Divorce rates have consistently declined over the past 20 years, except for people over 50 years old. Couples who decide to end their marriage typically want to make the process as easy and painless as possible, especially if they have children.

When kids are the priority, many divorcing couples work together to determine a fair outcome over child custody, dividing marital assets and setting support levels. Those who can’t agree usually have a judge decide those matters for them.

Considerations for settling vs. litigating a divorce

Even people hurt by an unfaithful or abusive spouse should exercise caution over “having their day in court.” While the motivation to strike back may be justified, it is likely in their best interests to pursue a more peaceful settlement. Here are four elements to assess for finding the best divorce strategy:

  • Time: In normal times, divorce trials can take a year or more, but backlogged court calendars caused by the pandemic promise to increase that time considerably. Settlements may also take a little longer during the crisis but typically are accomplished within a few months.
  • Cost: The longer the process takes, the more it will cost. If litigation is the path you choose, you’ll pay for the time you and your attorney need to prepare for trial. When you add court costs and fees, expenses mount quickly.
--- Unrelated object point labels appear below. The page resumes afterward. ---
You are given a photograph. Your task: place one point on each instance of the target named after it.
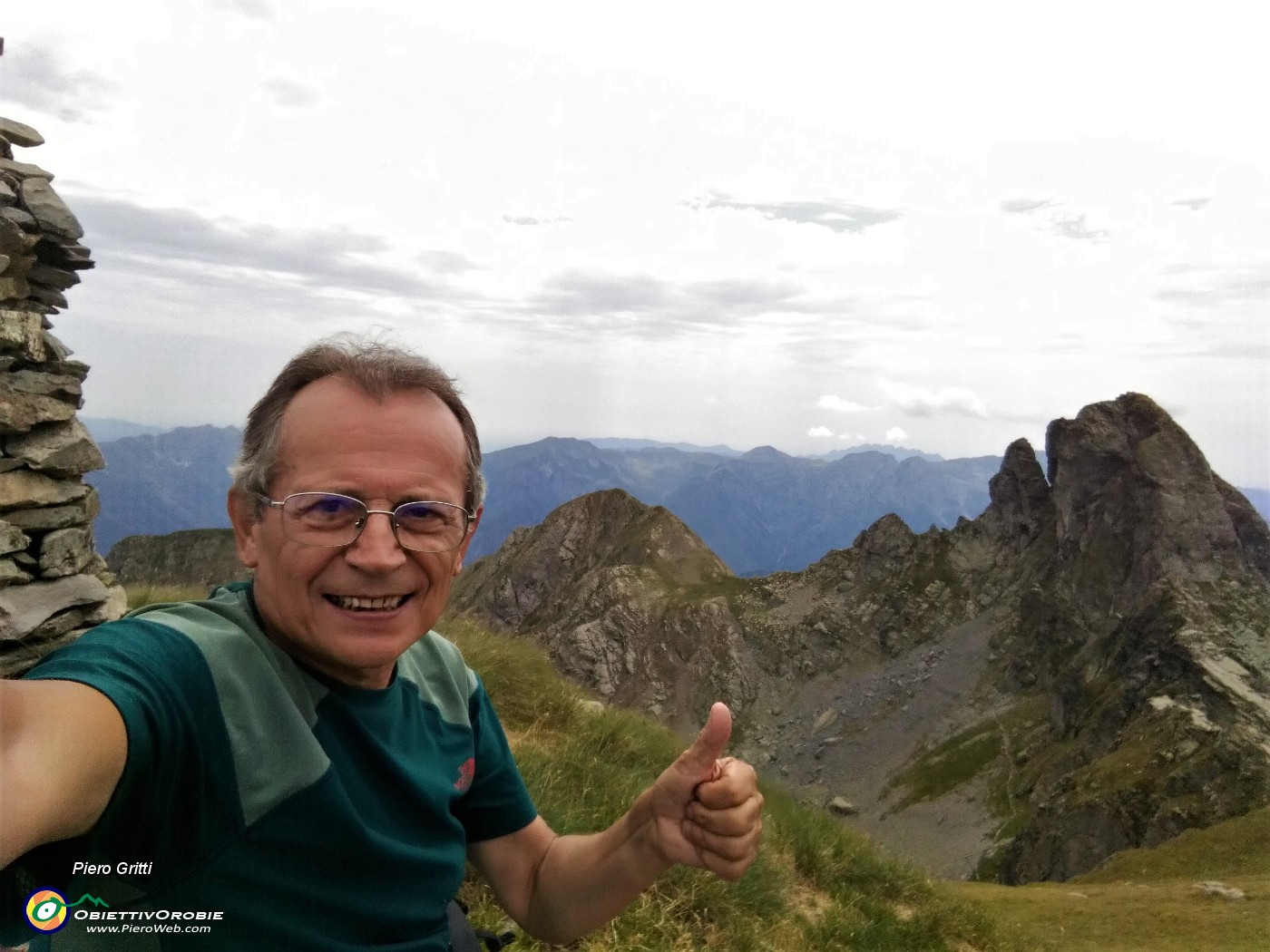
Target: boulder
(23, 489)
(12, 539)
(23, 608)
(65, 552)
(57, 450)
(22, 333)
(19, 133)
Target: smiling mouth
(359, 603)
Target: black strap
(465, 938)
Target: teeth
(357, 603)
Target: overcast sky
(935, 225)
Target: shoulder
(437, 669)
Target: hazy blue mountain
(154, 484)
(1260, 499)
(761, 511)
(898, 452)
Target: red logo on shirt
(465, 774)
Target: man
(301, 761)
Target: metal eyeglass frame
(365, 520)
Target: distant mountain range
(1081, 669)
(761, 511)
(159, 482)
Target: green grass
(1146, 899)
(815, 885)
(142, 596)
(949, 764)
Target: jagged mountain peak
(625, 598)
(535, 575)
(1133, 494)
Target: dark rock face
(53, 584)
(626, 599)
(1127, 594)
(1147, 627)
(202, 558)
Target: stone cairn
(54, 586)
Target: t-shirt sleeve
(178, 751)
(497, 802)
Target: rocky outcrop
(53, 583)
(626, 600)
(1149, 630)
(1107, 627)
(190, 558)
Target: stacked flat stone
(54, 586)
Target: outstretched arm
(704, 811)
(63, 749)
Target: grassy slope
(816, 885)
(1146, 899)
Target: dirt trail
(870, 725)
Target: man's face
(338, 440)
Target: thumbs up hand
(707, 808)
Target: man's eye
(329, 507)
(421, 514)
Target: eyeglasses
(330, 520)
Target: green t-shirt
(295, 811)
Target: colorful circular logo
(46, 910)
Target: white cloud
(1196, 203)
(291, 92)
(838, 405)
(918, 402)
(829, 213)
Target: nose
(376, 548)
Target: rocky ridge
(1099, 637)
(54, 586)
(205, 558)
(622, 597)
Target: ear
(463, 549)
(243, 520)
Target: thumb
(698, 761)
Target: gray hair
(378, 370)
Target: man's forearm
(586, 881)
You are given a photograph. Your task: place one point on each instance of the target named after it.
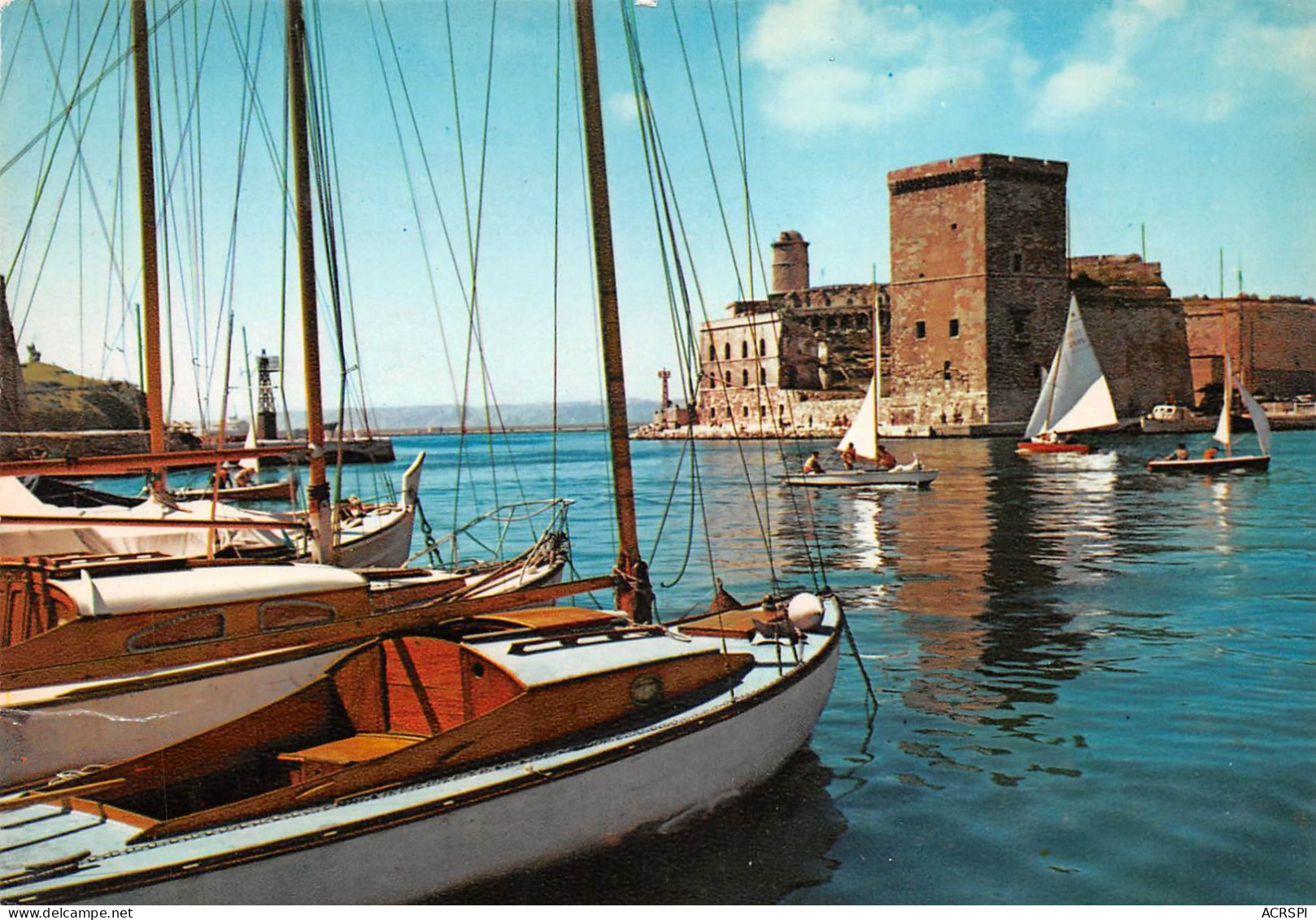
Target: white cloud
(839, 63)
(1201, 65)
(1082, 89)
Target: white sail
(251, 444)
(1075, 396)
(1222, 434)
(864, 430)
(1258, 419)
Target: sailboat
(862, 438)
(1212, 461)
(423, 761)
(1074, 396)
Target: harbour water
(1094, 685)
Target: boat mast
(146, 207)
(317, 492)
(877, 366)
(634, 592)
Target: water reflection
(756, 851)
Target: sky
(1190, 123)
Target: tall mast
(146, 207)
(877, 365)
(321, 544)
(634, 592)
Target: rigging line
(346, 255)
(49, 168)
(708, 153)
(249, 78)
(479, 224)
(16, 45)
(651, 127)
(62, 120)
(110, 68)
(429, 172)
(245, 119)
(557, 183)
(411, 187)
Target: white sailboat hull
(920, 478)
(410, 843)
(42, 735)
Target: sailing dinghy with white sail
(1074, 398)
(1214, 461)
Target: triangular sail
(1075, 396)
(251, 444)
(1222, 434)
(1258, 419)
(864, 430)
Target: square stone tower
(979, 289)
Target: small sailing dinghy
(862, 441)
(1214, 461)
(1074, 396)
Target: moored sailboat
(425, 760)
(1074, 396)
(862, 441)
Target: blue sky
(1196, 120)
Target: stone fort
(970, 319)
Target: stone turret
(790, 264)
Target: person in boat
(848, 456)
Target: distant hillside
(59, 400)
(524, 415)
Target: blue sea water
(1094, 685)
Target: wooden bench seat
(333, 756)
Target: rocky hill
(59, 400)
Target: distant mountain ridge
(521, 415)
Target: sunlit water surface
(1094, 685)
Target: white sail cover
(1258, 419)
(1075, 396)
(864, 430)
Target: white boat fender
(806, 611)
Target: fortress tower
(790, 264)
(978, 289)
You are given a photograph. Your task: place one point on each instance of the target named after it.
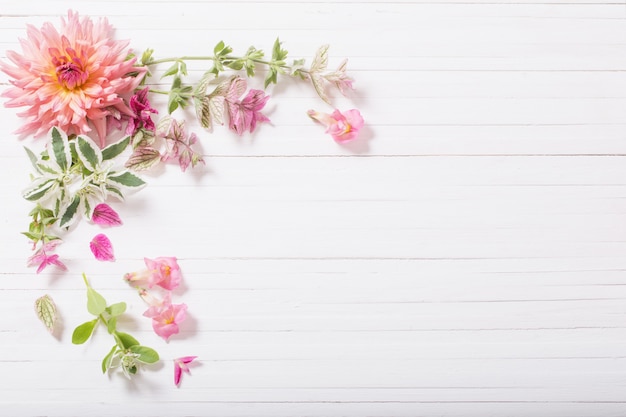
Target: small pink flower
(343, 127)
(43, 258)
(166, 272)
(180, 365)
(101, 248)
(140, 105)
(166, 317)
(104, 215)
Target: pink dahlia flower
(71, 78)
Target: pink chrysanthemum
(72, 78)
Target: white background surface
(464, 258)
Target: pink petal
(104, 215)
(101, 248)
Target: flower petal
(104, 215)
(101, 248)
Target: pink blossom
(245, 114)
(166, 317)
(43, 258)
(180, 365)
(71, 78)
(104, 215)
(343, 127)
(166, 271)
(101, 248)
(142, 110)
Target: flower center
(70, 72)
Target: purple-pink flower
(180, 366)
(166, 317)
(141, 108)
(101, 248)
(71, 78)
(43, 256)
(343, 127)
(104, 215)
(245, 114)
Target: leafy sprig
(127, 353)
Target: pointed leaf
(60, 149)
(83, 332)
(108, 359)
(68, 215)
(320, 62)
(96, 304)
(102, 249)
(146, 354)
(127, 179)
(126, 340)
(88, 152)
(115, 149)
(46, 311)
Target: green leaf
(127, 179)
(173, 70)
(33, 159)
(116, 309)
(146, 354)
(83, 332)
(108, 359)
(61, 149)
(39, 189)
(320, 62)
(111, 325)
(115, 149)
(126, 340)
(69, 214)
(96, 304)
(88, 152)
(46, 311)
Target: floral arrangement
(88, 97)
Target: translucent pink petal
(101, 248)
(104, 215)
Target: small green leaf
(127, 179)
(88, 152)
(126, 340)
(96, 304)
(60, 149)
(83, 332)
(146, 354)
(68, 215)
(108, 359)
(115, 149)
(33, 159)
(116, 309)
(46, 311)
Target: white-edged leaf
(320, 62)
(127, 179)
(318, 84)
(69, 213)
(59, 149)
(88, 152)
(46, 311)
(33, 159)
(39, 189)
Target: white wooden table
(466, 257)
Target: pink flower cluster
(162, 274)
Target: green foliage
(127, 353)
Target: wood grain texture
(464, 258)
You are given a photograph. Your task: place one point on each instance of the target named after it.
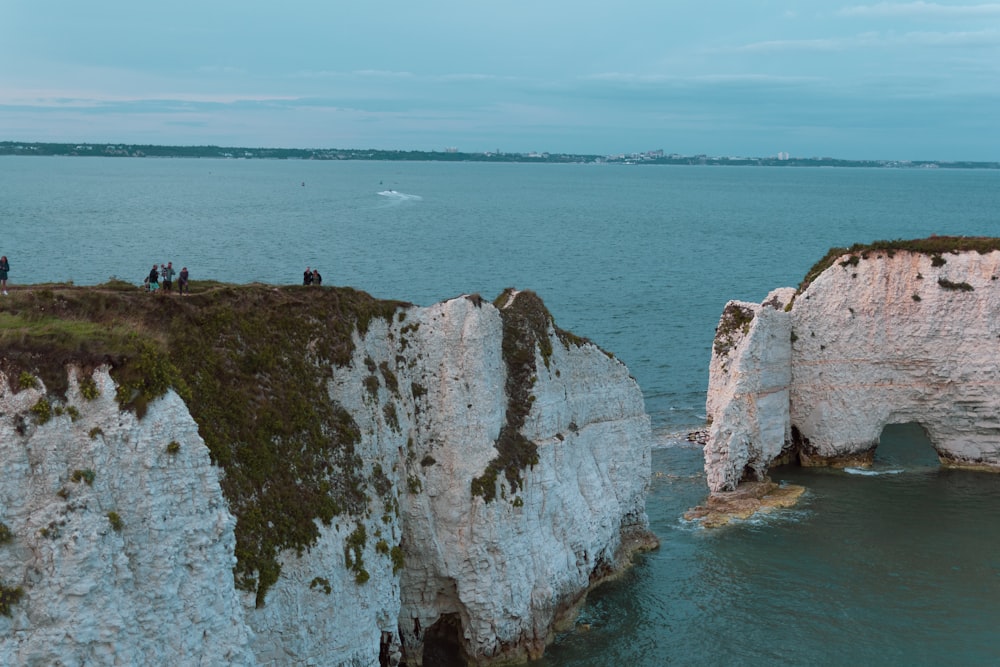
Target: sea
(896, 565)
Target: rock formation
(892, 332)
(482, 470)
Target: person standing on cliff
(168, 276)
(154, 279)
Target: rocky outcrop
(890, 333)
(500, 467)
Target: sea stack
(884, 333)
(256, 475)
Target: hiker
(168, 276)
(153, 279)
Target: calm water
(901, 568)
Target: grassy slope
(252, 364)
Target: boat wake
(401, 196)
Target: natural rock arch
(876, 335)
(906, 443)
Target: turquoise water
(897, 568)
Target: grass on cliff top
(526, 323)
(933, 245)
(252, 364)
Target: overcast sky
(894, 80)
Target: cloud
(930, 10)
(876, 40)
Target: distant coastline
(37, 148)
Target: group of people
(312, 277)
(163, 274)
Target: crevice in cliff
(443, 643)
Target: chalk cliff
(482, 469)
(892, 332)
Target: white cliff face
(158, 590)
(427, 563)
(748, 399)
(877, 341)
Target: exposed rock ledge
(894, 332)
(485, 469)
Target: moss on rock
(252, 362)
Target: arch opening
(443, 643)
(906, 445)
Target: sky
(878, 80)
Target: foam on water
(869, 472)
(401, 196)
A trial can cost in the five-digit range, while settlements may only run a few thousand dollars.
  • Emotions: The longer and more expensive a divorce becomes, it’s likely to take a greater psychological toll on both parties, their children, extended family and even friends. Trials can also affect your career and home life when abiding by a court’s schedule and responding to hearings and information requests.
  • Outcome: While the three previous considerations favor settling your divorce, this element may be the only one where a trial makes the most sense. If your spouse refuses to meet you halfway over custody, asset division or income issues, a trial may be the only way to achieve a fair conclusion.

Don’t be swayed by emotion

Going to trial to “get back” at a spouse is not a good reason. Judges only want to hear fact-based arguments on why you deserve more time with your kids, a larger share of marital assets and higher support payments. They are typically not interested in hearing grievances with a spouse.

Consulting an experienced family law attorney is the best way to sort through these issues and find the best route for achieving a fair outcome. Your lawyer can help put things in perspective, negotiate with the other side, or aggressively fight for you in court if necessary.